There was a guy on the news the other day who baked a batch of cookies on the dashboard of his car to show how hot it is. I'm thinking that could really come in handy if you are doing a lot of cooking and your oven is full.
My dad was a very innovative kind of guy and he figured out---I'm not making this up--- how to cook a TV dinner on the manifold of his car. I don't know what a manifold is, but it is something under the hood that gets real hot when you're driving. He wrapped the TV dinner in foil, experimented to find out how far he had to drive to cook it just right, and then he and my mom would go camping there. He had also figured out how to make the seats in the car into a bed. This was probably in the '70s before RVs had been invented. I'm not sure how thrilled my mom was with this arrangement, but at least she didn't have to cook.

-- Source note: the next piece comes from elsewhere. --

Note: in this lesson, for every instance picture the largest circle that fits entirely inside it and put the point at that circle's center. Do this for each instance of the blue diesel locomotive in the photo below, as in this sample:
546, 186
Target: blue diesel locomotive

I'm not that ingenious. The closest I have come is that I cook a roast in the crock pot in the garage. If you come in from work and smell something cooking in the crock pot it smells great but when it is for Sunday lunch and you put it on just before bed and you wake up at 3 a.m. and realize you've been smelling it all night, not so much. The boys used to call it Garage Meat.
Otherwise I stay in the kitchen for cooking. Well, there was that time I was trying to make yeast rolls and there didn't seem to be a good place in the house to let them rise so I shaped them into balls, put them in muffin tins and set them out on top of the refrigerator in the garage. It wasn't quite as hot as this summer has been but hotter than I thought, I guess, because next time I went out there they had risen like Mt. St. Helens, climbed over the top of the muffin tins and were creeping down the sides of the refrigerator like lava into the hinges and door handle. The stuff going down the sides was thinner, I guess, so the heat had baked it and made it kind of crusty. I usually like the crust on homemade bread but after the third day of trying to get that stuff out of the hinges I kind of changed my mind. I think we had crescent rolls from a can that night.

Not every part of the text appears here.